Трое людей, заседающих поздно вечером при свечах в комнате с двумя окнами, действительно были государственными инквизиторами. В их функции входил контроль за всем, что может угрожать республике, а значит, почти за всем, что происходит в лагуне и за ее пределами. Инквизиторов назначал Совет десяти, и сами они были его членами. Вернее, двое из них – те, на чьих плечах находилась широкая черная полоса. Их так и называли – черные инквизиторы. Третий же их коллега, у которого черной полосы на тоге не было, назывался красным инквизитором и в Совет десяти входил по праву члена Малого совета при доже.

Сложная система управления в Венеции вся была нацелена на недопущение слишком большой концентрации власти в одних руках и исключение какого-либо сговора. Потому дожу в помощь, а вернее, для надзора за ним Большим советом назначался совет Малый, состоящий из шести патрициев. Ну а Совет десяти – тоже во избежание сговора и для большего контроля – обязан был принимать все серьезные решения только с участием дожа и его Малого совета. Так что грозный и таинственный Совет десяти или Десятка, как его еще называли, состоял, по сути, не из десяти, а из семнадцати человек.

Чтобы упростить работу Совета, придумали назначать из его рядов трех инквизиторов, которые решали дела быстрее и своевременнее. Если по какому-то вопросу у них не возникало разногласий, то он считался решенным, и дело поручали какой-нибудь магистратуре: либо Повелителям ночи – своего рода городской страже, либо камерленги – финансовым магистратам, либо церковным властям, если дело касалось религии и общественной нравственности. Если согласия между инквизиторами не было, или решаемый вопрос был слишком важен, то обсуждение велось в полном составе Совета.

Расследования происходили на основании жалоб чиновников и магистратов, либо на основе анонимных донесений, каждый день извлекаемых из «Львиных пастей» и приносимых одним из секретарей на черном подносе.

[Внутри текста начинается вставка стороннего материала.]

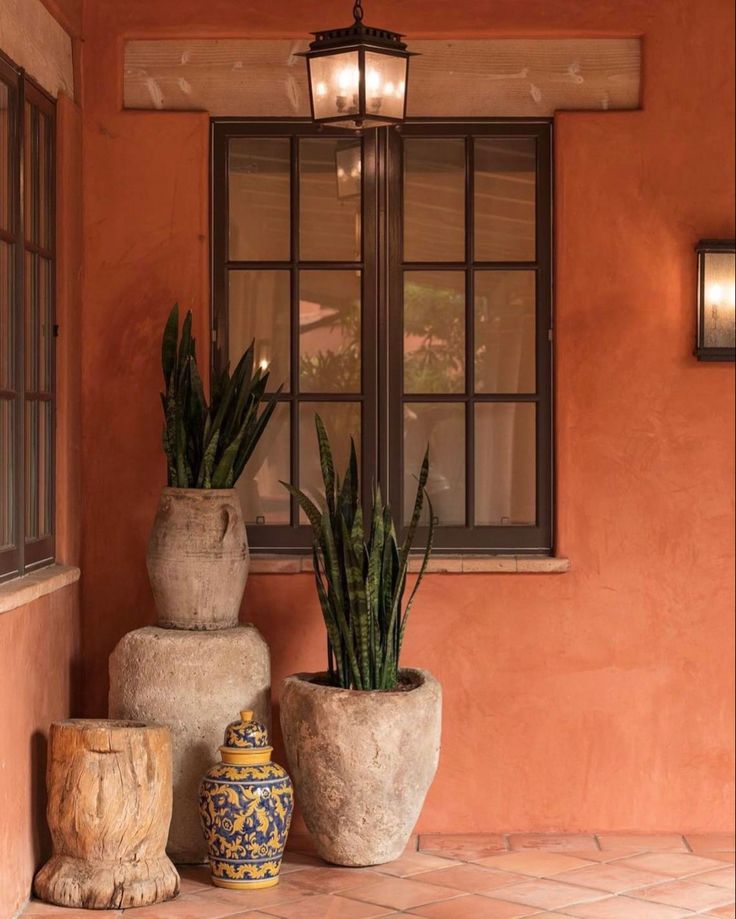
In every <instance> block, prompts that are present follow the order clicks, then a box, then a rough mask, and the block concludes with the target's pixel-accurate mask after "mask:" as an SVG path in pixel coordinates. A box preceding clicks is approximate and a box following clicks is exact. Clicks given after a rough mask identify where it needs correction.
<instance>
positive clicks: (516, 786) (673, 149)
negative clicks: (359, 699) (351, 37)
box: [83, 0, 734, 831]
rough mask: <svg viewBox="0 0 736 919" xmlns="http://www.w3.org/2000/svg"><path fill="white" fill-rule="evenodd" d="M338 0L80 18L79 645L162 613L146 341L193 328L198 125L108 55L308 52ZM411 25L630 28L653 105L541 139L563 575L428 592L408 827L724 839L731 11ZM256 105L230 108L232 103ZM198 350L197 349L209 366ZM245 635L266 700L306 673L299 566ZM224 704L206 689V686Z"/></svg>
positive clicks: (266, 582) (442, 1)
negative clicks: (250, 650) (412, 777)
mask: <svg viewBox="0 0 736 919" xmlns="http://www.w3.org/2000/svg"><path fill="white" fill-rule="evenodd" d="M348 12H349V10H348V7H347V6H346V5H345V4H344V3H342V2H336V0H329V2H319V3H317V2H316V0H315V2H307V0H305V2H303V3H299V4H295V3H290V4H273V3H269V2H266V0H254V2H252V3H249V4H246V5H244V4H243V3H241V2H240V0H207V2H204V0H158V2H157V3H155V4H153V3H150V2H149V0H126V2H124V3H123V2H113V0H97V2H95V3H90V4H87V6H86V10H85V19H84V47H85V61H84V87H85V88H84V109H85V164H84V165H85V181H86V183H87V184H86V207H85V236H86V259H87V268H86V285H85V298H84V318H83V337H84V381H85V382H84V409H83V419H84V421H83V423H84V487H85V503H84V518H83V519H84V536H83V568H84V576H85V590H84V603H83V648H84V667H85V690H86V707H87V710H88V711H89V712H90V713H97V714H101V713H104V711H105V704H106V688H107V686H106V682H107V657H108V654H109V653H110V651H111V649H112V648H113V647H114V645H115V643H116V641H117V640H118V639H119V637H120V636H121V635H122V634H123V633H124V632H125V631H127V630H129V629H133V628H136V627H138V626H141V625H143V624H145V623H149V622H151V621H152V620H153V610H152V601H151V596H150V592H149V588H148V585H147V582H146V575H145V567H144V551H145V543H146V539H147V535H148V530H149V527H150V524H151V520H152V517H153V513H154V509H155V505H156V500H157V494H158V490H159V487H160V486H161V484H162V483H163V481H164V464H163V461H162V457H161V455H160V452H159V439H160V420H159V417H158V403H157V393H158V389H159V385H160V384H159V369H158V349H159V334H160V330H161V326H162V322H163V320H164V318H165V315H166V313H167V311H168V309H169V308H170V305H171V303H172V302H173V301H174V300H178V301H179V302H180V303H181V304H182V306H183V307H184V308H187V307H192V308H193V309H194V310H195V315H196V323H197V331H198V334H199V336H200V339H201V340H202V345H204V343H205V336H206V328H207V311H208V220H207V214H208V190H207V179H208V174H207V168H208V122H207V116H206V115H205V114H155V113H152V114H132V113H123V112H121V111H120V105H121V79H120V75H121V61H120V55H121V49H122V39H123V38H124V37H125V36H134V37H139V36H145V35H177V36H178V35H185V34H186V35H199V36H220V35H237V36H258V35H262V36H269V37H273V36H283V35H285V34H287V33H285V32H284V22H285V21H286V20H288V22H289V30H290V31H289V32H288V35H292V36H297V35H299V36H301V35H304V34H306V33H307V32H308V31H309V30H310V29H312V28H315V27H317V26H319V25H321V24H324V23H328V24H329V23H333V22H340V21H341V19H342V18H345V17H346V15H347V14H348ZM370 19H371V20H373V21H374V22H377V23H379V24H386V25H388V26H393V27H395V28H397V29H399V30H401V31H405V32H408V33H410V35H415V36H417V37H418V36H420V35H421V36H425V37H431V36H442V35H456V36H471V35H473V36H479V35H488V36H491V35H513V36H519V35H550V34H555V35H562V36H570V35H589V34H595V35H632V34H633V35H636V34H642V35H643V36H644V52H645V67H644V110H643V111H641V112H637V113H620V114H601V115H594V114H580V115H578V114H566V115H563V116H562V117H560V118H559V119H558V120H557V122H556V128H555V131H556V157H555V160H556V217H555V219H556V246H557V248H556V274H557V291H556V320H557V347H556V367H557V393H556V426H557V493H558V507H559V511H558V532H559V539H558V544H559V550H560V552H561V553H564V554H567V555H569V557H570V558H571V559H572V565H573V568H572V571H571V572H570V573H569V574H566V575H562V576H550V575H537V576H529V575H526V576H524V575H466V576H452V575H435V576H432V577H429V578H428V579H427V583H426V586H425V587H424V589H423V592H422V594H421V595H420V599H419V601H418V604H417V606H416V611H415V612H414V613H413V623H412V626H411V629H410V633H409V638H408V645H407V648H406V662H407V663H411V664H415V665H422V666H425V667H428V668H429V669H431V670H432V671H433V672H434V673H435V674H436V675H437V676H438V677H439V679H440V680H441V681H442V683H443V684H444V688H445V729H444V753H443V757H442V762H441V766H440V770H439V774H438V777H437V780H436V782H435V784H434V787H433V788H432V791H431V793H430V795H429V798H428V801H427V805H426V808H425V810H424V813H423V815H422V818H421V827H422V828H423V829H425V830H442V829H445V830H480V829H487V830H493V829H505V830H512V829H519V830H523V829H529V830H544V829H547V830H552V829H564V830H578V829H580V830H582V829H600V830H614V829H633V828H637V829H640V830H670V829H671V830H674V829H678V830H691V831H694V830H702V831H705V830H724V829H726V828H728V827H729V826H730V824H731V820H732V812H733V784H732V757H733V731H732V724H733V705H732V699H733V693H732V682H731V680H732V677H731V674H732V664H733V646H732V640H731V637H732V627H733V599H734V598H733V551H734V539H733V536H734V534H733V481H734V457H733V408H734V393H733V384H734V373H733V366H724V365H713V366H707V365H699V364H697V363H696V362H695V361H694V359H693V358H692V357H691V349H692V326H693V317H692V311H693V304H692V296H693V294H692V292H693V284H694V263H693V253H692V246H693V244H694V243H695V241H696V240H697V239H698V238H699V237H705V236H732V235H733V232H734V225H733V202H734V178H733V176H734V140H733V116H734V99H733V75H734V74H733V47H732V41H731V36H732V34H733V25H734V23H733V4H732V3H731V2H730V0H707V2H704V3H694V2H692V0H688V2H685V0H646V2H645V0H619V2H618V3H616V4H611V3H607V2H603V0H600V2H591V0H577V2H574V0H529V2H525V3H523V4H521V3H518V2H517V0H498V2H480V0H459V2H457V3H453V4H448V3H446V2H445V0H423V2H419V0H404V2H402V3H401V4H396V3H391V2H388V0H374V2H373V3H372V4H371V9H370ZM244 114H246V113H244ZM201 353H206V348H205V347H202V349H201ZM244 616H245V617H246V618H249V619H252V620H253V621H254V622H255V623H256V624H257V625H258V627H259V628H260V629H261V630H262V632H263V634H264V635H265V637H266V638H267V640H268V641H269V643H270V644H271V648H272V652H273V669H274V685H275V686H276V687H277V686H278V680H279V678H280V677H282V676H283V675H285V674H286V673H288V672H291V671H295V670H301V669H316V668H319V667H320V666H321V664H322V661H323V647H324V640H323V633H322V625H321V621H320V617H319V613H318V608H317V604H316V602H315V598H314V592H313V586H312V583H311V579H310V577H308V576H306V575H305V576H260V577H253V578H252V579H251V581H250V583H249V586H248V590H247V595H246V603H245V609H244ZM212 691H213V692H217V686H216V685H215V686H213V687H212Z"/></svg>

Но был у Совета десяти и еще один источник информации, значительно более осведомленный и компетентный, чем горожане, пишущие друг на друга доносы. Это была специальная структура или служба, которая занималась всем, связанным с разведкой, контрразведкой и государственной безопасностью внутри страны и за ее пределами.

На задворках одной из бесчисленных улочек, в месте совершенно неприметном, находилось четырехэтажное здание городского Магистрата мостов и набережных. Здание магистрата располагалось за помпезным зданием авторитетного и могущественного Водного магистрата, который ведал всем, что касалось водных путей внутри города и в лагуне, рек и земель к ним прилегающих. Скромный же Магистрат мостов и набережных в свое время отпочковался от Водного и имел в своем составе всего несколько чиновников уютно и бездельно расположившихся в кабинетах на первом этаже здания. Они принимали жалобы на состояние городских мостов и набережных, планировали ремонты, распоряжаясь скромными по сравнению с другими учреждениями фондами, ибо все-равно большая часть ответственности и решаемых вопросов оставалась лежать на Водном магистрате.

Но за фасадом этой идиллии и блаженной синекуры скрывалась тайна. У здания магистрата был и другой вход, а еще выход прямо к каналу Милосердия, так что чиновники магистрата, делавшие вид, что денно и нощно думают об улучшении набережных и укреплении мостов, были в своей части здания как бы изолированы от всех других его помещений и этажей. Окончив наконец к вечеру свой тяжелый трудовой день, они покидали службу, но в остальной части дома продолжала кипеть жизнь. И часто ночные прохожие с одобрительным удивлением и гордостью видели свет в окнах Магистрата мостов и набережных и восхищались трудолюбием и бескорыстностью чиновников этого учреждения, так вовлеченных и любящих свою работу, что, похоже, забывавших о себе и своих семьях в трудах на благо горожан.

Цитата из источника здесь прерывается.